Sale of Foreclosure Auctions Process Questioned by North Carolina AG

by Peter Vernon on Foreclosure Crisis

The Attorney General's Office of North Carolina has sent Wells Fargo & Co. a letter expressing concern over the process the bank uses in the sale of foreclosure auctions. The letter was sent following the bank's announcement that it will be resubmitting affidavits for foreclosure cases in 23 states that do not include North Carolina.

Foreclosure cases in the state, including Winston Salem foreclosures, do not require a judge's signature and court clerks are the ones tasked with reviewing documents for such cases. This, according to reports, is why North Carolina was not included among the 23 states in Wells Fargo's list.

The bank has earlier announced that it did not find any problem with its foreclosure processing. However, it later revealed that it is planning to resubmit documents on 55,000 cases after allegedly finding some instances when procedures have not been strictly adhered to. This led the AG Office to question why the bank is not doing the same with North Carolina foreclosures for sale that the bank has handled.

According to the AG, if the bank is confident about the way it has handled sale of foreclosure auctions cases, then there should be no need to resubmit documents. Officials from the AG Office further added that if Wells Fargo is planning to take such actions in 23 states, then it should also do so in North Carolina.

The letter from the AG Office also stated that using unverified documents in processing bank foreclosures on sale can be considered an act of fraud. The letter further argued that the bank might just be claiming that it tried to modify mortgages for struggling homeowners, but without solid proof, the claim might just be that – a claim.
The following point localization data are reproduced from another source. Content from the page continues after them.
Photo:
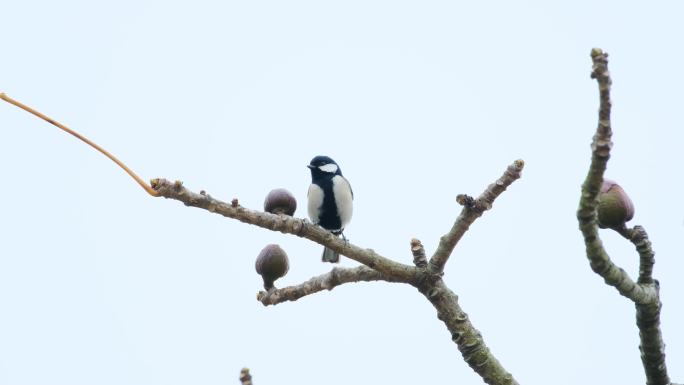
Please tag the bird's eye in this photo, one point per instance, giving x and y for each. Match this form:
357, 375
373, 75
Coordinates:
330, 167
The state's senior deputy AG Adam Hartzell has requested Wells Fargo to detail how it provides information on legal foreclosure proceedings in North Carolina. Hartzell also requested the bank to explain the specific actions it has taken to help troubled homeowners modify their mortgages prior to pursuing a foreclosure action. Wells Fargo did not put a temporary halt on the sale of foreclosure auctions during the documentation controversy, unlike Bank of America and other lenders.